In Owens v. National Health Corp., the Tennessee Supreme Court addressed the appeal of a conservator of a nursing home patient who brought a medical malpractice suit against a nursing home. Three weeks before being admitted to a nursing home, the patient executed a power of attorney. Upon admittance to the nursing home, the attorney-in-fact signed a contract with the nursing home that included a section with an arbitration agreement. Six months after the arbitration agreement was signed, the conservator of the patient filed suit against the nursing home for malpractice and other related claims.
The trial court denied the nursing home's motion to compel arbitration on the grounds that the power of attorney did not give power to sign the arbitration agreement. The Court of Appeals reversed and remanded to the trial court with instructions to enter an order compelling arbitration. The Supreme Court of Tennessee affirmed the judgment in part and vacated in part. The Court affirmed the part of the judgment holding that the power of attorney gave power to sign the arbitration agreement but vacated the part of the judgment instructing the trial court to compel arbitration. The Court held that health care arbitration agreements are not per se against public policy and do not violate federal regulations that restrict nursing facilities from charging additional fees or consideration upon admittance to persons eligible for Medicaid. Due to the limited factual record, the Court remanded the case to the trial court to determine whether the arbitration agreement was unconscionable and therefore unenforceable.

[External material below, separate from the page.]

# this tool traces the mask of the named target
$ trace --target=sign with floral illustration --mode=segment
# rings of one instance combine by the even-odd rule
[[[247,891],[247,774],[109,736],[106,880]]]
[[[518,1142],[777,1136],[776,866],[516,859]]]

The Nitty-Gritty: Drafting Enforceable Health Care Arbitration Agreements
Although the Tennessee Supreme Court recognized the validity of health care arbitration agreements in Buraczynski and Owens, it noted that "courts are reluctant to enforce arbitration agreements between patients when the agreements are hidden within other types of contracts and do not afford the patients an opportunity to question the terms or purpose of the agreement." Health care arbitration agreements receive heightened scrutiny because they involve the patient-doctor relationship and are usually contracts of adhesion. A contract of adhesion is "a standardized contract form offered to consumers of goods and services on essentially a 'take it or leave it' basis, without affording the consumer a realistic opportunity to bargain and under such conditions that the consumer cannot obtain the desired product or service except by acquiescing to the form of the contract." Even if an arbitration agreement is a contract of adhesion, it is enforceable when the parties "actually bargained over the arbitration provision or ... [when] it was a reasonable term under the circumstances." To determine whether an arbitration agreement is enforceable, the courts consider all the facts and circumstances of the particular case.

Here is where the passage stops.